Echo#2-Nuits de Fourvière 2021, visuel de l'album Piano Variations on Jesus Christ Superstar de Stefano BollaniLe pianiste et compositeur Stefano Bollani précise d’emblée combien il a été séduit à 14 ans, par la musique, l’histoire et l’atmosphère des scènes du film « Jesus Christ Superstar » d’Andrew Lloyd Webber & Tim Rice. Cinquante ans après la parution de l’album-concept original « Jesus Christ Superstar », il a d’ailleurs gravé sa propre version de l’opéra rock, sur son album « Piano Variations on Jesus Christ Superstar », une version instrumentale pour piano dont il a présenté plusieurs titres au public de Fourvière. Il s’agit en fait d’improvisations très libres sur la structure et les mélodies originales qu’il se réapproprie via différents styles musicaux.

Après une interprétation enflammée et lyrique du Prélude composé par ses soins et malgré le vent qui disperse les partitions, Stefano Bollani donne ensuite une version vigoureuse et bluesy de Heaven On Their Minds qu’il joue tantôt assis tantôt debout emporté par sa flamme. Complètement immergé dans sa musique, le pianiste poursuit avec le délicat Everything’s Alright où très vite, la délicatesse se double d’un lyrisme éperdu de la main droite avant que la musique ne s’apaise de nouveau.

Il présente les trois premiers morceaux puis invite le public à pénétrer « dans le monde des méchants ». Ses deux mains dialoguent comme les protagonistes de l’histoire que le pianiste conte avec force conviction et mille nuances.

Après un moment véhément, il radoucit son propos avant de s’animer de nouveau entre phrasés caribéens et phrasés concertants. Il enchaîne ensuite Pilate’s Dreams, The Temple et I Don’t Know How to Love Him. La ballade mélancolique jouée avec une très grande sensibilité donne à entendre les prémices de la condamnation du Jésus après quoi le jeu du pianiste se fait plus percussif, authentifiant ainsi la dimension dramatique du moment.

©Marion Tisserand

Après avoir qualifié Ponce Pilate « d’hygiéniste » qui se lavait les mains (!..), déclenchant ainsi de grands rires dans l’assemblée, Stefano Bollani se remet au piano pour Gethsemane, un morceau tout en délicatesse où sa main droite entame le dialogue avec le Seigneur. Puis, différents moments musicaux se suivent où alternent véhémence, interrogations, silences et réflexions avant de se terminer par de délicates notes qui signent l’acceptation de sa mort.

Vient ensuite King Herod’s Song, un morceau que le pianiste qualifie de « vaudeville », juste avant la tragédie, où se mêlent rythmes de fox-trot, de bossanova et dont le rythme va en s’accélérant.
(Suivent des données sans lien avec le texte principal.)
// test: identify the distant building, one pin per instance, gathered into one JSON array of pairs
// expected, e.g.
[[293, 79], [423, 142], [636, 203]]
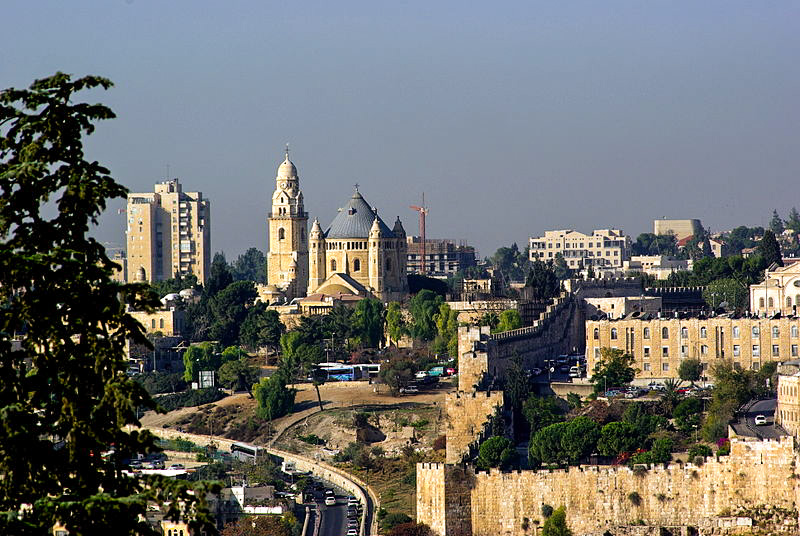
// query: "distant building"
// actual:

Le contraste est grand avec Trial before Pilate où la main gauche bourdonne alors que la droite plaque des accords avec force. La musique se calme ensuite, se teinte de blues avant d’enfler de nouveau. Emporté par son jeu puissant qui reprend le thème de Superstar, le pianiste joue debout avant de terminer en délicatesse avec John Nineteen : Forty-One joué sur un tempo de ballade étiré à l’extrême. Le pianiste salue le public et sort de scène mais revient très vite, sous les vivas, rappelé par le public enthousiaste qui en redemande encore.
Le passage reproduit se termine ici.